Data Science Boot Camp Python Activity Two: Implementing LDA With NumPy Arrays

Python is a scripting language, and it is almost always better to use arrays to implement statistical and numerical computations, in order to keep the number of loops to a minimum. Here is an alternative implementation, that makes better use of NumPy arrays:


import numpy as np


# there are 2000 words in the corpus

alpha = np.full (2000, .1)


# there are 100 topics

beta = np.full (100, .1)


# this gets us the probabilty of each word happening in each of the 100 topics

wordsInTopic = np.random.dirichlet (alpha, 100)

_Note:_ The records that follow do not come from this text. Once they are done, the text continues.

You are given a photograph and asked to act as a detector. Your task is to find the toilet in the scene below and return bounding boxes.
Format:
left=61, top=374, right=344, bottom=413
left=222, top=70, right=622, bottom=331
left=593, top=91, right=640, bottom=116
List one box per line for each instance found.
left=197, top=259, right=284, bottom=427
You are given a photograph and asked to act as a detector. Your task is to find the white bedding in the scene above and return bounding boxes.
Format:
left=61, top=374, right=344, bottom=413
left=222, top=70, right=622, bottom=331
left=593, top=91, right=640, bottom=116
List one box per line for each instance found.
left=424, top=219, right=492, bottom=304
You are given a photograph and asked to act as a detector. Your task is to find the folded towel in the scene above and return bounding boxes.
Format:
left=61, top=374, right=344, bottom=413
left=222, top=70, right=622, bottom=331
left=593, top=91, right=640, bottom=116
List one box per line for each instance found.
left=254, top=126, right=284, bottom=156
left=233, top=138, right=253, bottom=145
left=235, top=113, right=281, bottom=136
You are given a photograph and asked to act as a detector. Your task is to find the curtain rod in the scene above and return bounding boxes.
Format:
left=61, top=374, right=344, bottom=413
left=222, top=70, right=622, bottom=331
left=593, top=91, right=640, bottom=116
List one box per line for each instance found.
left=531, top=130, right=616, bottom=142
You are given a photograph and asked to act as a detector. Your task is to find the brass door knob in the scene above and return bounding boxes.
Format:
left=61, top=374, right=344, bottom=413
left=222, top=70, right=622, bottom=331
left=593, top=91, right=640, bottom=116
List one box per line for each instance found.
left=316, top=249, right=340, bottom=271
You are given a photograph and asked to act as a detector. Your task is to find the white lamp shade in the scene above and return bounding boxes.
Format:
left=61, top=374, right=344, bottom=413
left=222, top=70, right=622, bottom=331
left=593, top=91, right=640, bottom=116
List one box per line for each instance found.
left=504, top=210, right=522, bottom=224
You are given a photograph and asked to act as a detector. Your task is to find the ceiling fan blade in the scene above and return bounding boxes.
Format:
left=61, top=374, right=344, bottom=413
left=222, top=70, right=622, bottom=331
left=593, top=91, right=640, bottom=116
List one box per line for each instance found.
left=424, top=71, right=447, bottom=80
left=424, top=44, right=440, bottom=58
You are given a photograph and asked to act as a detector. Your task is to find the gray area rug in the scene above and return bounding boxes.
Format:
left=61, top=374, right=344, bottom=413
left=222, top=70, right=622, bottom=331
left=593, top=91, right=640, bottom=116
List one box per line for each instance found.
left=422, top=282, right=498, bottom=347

# wordsInCorpus[i] will give us the vector of words in document i

wordsInCorpus = np.zeros ((50, 2000))


# generate each doc

for doc in range (0, 50):

        #

        # get the topic probabilities for this doc

        topicsInDoc = np.random.dirichlet (beta)

        #

        # assign each of the 1000 words in this doc to a topic

        wordsToTopic = ??????????????????????

        #

        # and generate each of the 1000 words

        for topic in range (0, 100):

                wordsFromCurrentTopic = ??????????????????????

                wordsInCorpus[doc] = ???????????????????????


Your task is to complete the missing code. Note that in case you have copy and paste problems with the above code, you can find a text file more amenable to copy and paste here. The first missing line assigns each of the document's 1000 words to a topic. The result should be an array where entry i in the array is the number of words assigned to topic i. Now consider the last two missing lines. These lines should first use the current topic to produce a set of words, and then take the words produced by the current topic, and add them into the current document..

The answer can be found here. 

If you are curious as to whether your code is correct, you can type "wordsInCorpus[2,1:10]". This will print out the number of occurrences of words 1 through 9 (inclusive) in document 2. I got something like "array([ 1., 1., 5., 0., 1., 0., 0., 0., 0.])". This means that word one appeared once, word three five times, and so on.